The value of Renewable Identification Numbers, or RINs, for ethanol in the U.S. is boosting the gasoline-Brent crude crack spread, Bank of America Corp. analysts said in a report.
The crack spread has more than tripled this year to $14.88 dollars and is at seasonal highs in part because the value of RINs has surged to 90 cents from 7 cents on Jan. 1, according to the report.
“RINs prices have skyrocketed more than tenfold since the start of the year due to concerns of shortages,” Shin Kim, Sabine Schels and Francisco Blanch wrote in the report.
Each gallon of ethanol is assigned a tracking certificate to show compliance with a government mandate, known as the Renewable Fuels Standard, to blend 13.8 billion gallons of the biofuel into gasoline this year and 14.4 billion in 2014.
Corn-based ethanol RINs fell 3 cents to 90 cents yesterday while advanced RINs, which cover Brazilian sugarcane-based ethanol and biodiesel, slumped 2.5 cents to 97 cents, data compiled by Bloomberg show.

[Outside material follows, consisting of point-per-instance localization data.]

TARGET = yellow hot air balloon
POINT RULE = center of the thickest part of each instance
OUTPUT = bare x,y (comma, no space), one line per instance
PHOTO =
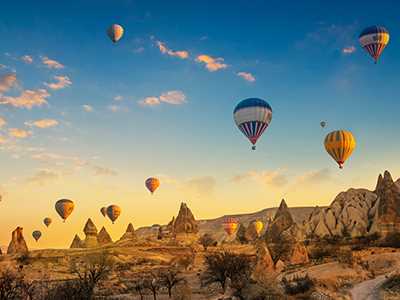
258,226
64,208
115,32
152,184
47,221
340,144
230,225
113,212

Ethanol production fell last year for the first time since 1996, according to the Renewable Fuels Association, as plants across the U.S. Midwest tempered output in the face of unprofitable returns because of record corn prices after the worst drought since the 1930s.
“More importantly, the U.S. is nearing the point where more ethanol use is being mandated than can be physically blended into gasoline, otherwise known as the blend wall,” the analysts wrote.
Ethanol is blended with the motor fuel in increments of as much as 10 percent. While the U.S. Environmental Protection Agency has approved concentrations of as much as 15 percent in gasoline, petroleum industry advocates have said that more testing is needed.
“Currently, there is a physical limit to ethanol consumption, given the prevalence of E-10 gasoline,” they wrote. “At the same time, RFS volume blending requirements were originally based on overly optimistic gasoline consumption estimates.”